Il avait été nommé lieutenant d'honneur et résidait dans une tente sur les hauteur du campement. Or lorsque j'y arrivais, cette dernière était vide, uniquement habitée par l'odeur du cuir et de la laine humide. Je fut saisi d'un doute terrible. Devais-je laisser le paquet que j'avais amené avec moi sur son lit et faire demi-tour au plus vite ? Le calme de ma demeure de médecin me manquait brusquement plus cruellement que de l'eau fraîche.

Je tentais néanmoins quelques pas aux environs de la tente et trouvais finalement Tatejima assis sur un rocher, une carte étalé sur son hakama de guerrier usé par la campagne.Son ouïe exercée repéra aussitôt mon approche et lorsque ses yeux durs croisèrent les miens, mon estomac se serra si fort que je vis flou.Tout le voyage, j'avais anticipé nos retrouvailles avec appréhension.

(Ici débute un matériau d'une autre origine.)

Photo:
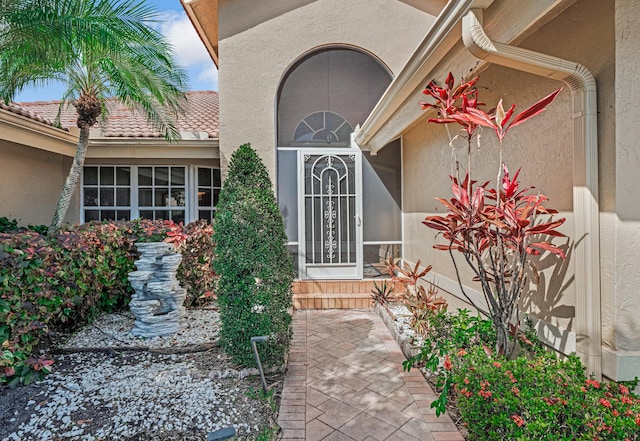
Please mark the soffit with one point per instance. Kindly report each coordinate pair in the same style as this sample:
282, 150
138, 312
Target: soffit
204, 17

L'expression de stupeur passée, le tigre se leva très lentement -et je décelai aussitôt les traces d'une récente blessure aux côtes dans la raideur de son mouvement- avant de s'approcher à quelques pas de moi

 

."- Mabara.

- Tatejima."

 

Le vent soufflait dans les pins et nous apporta le parfum âcre du feu de bois mêlé à celui, plus léger, des iris sauvages.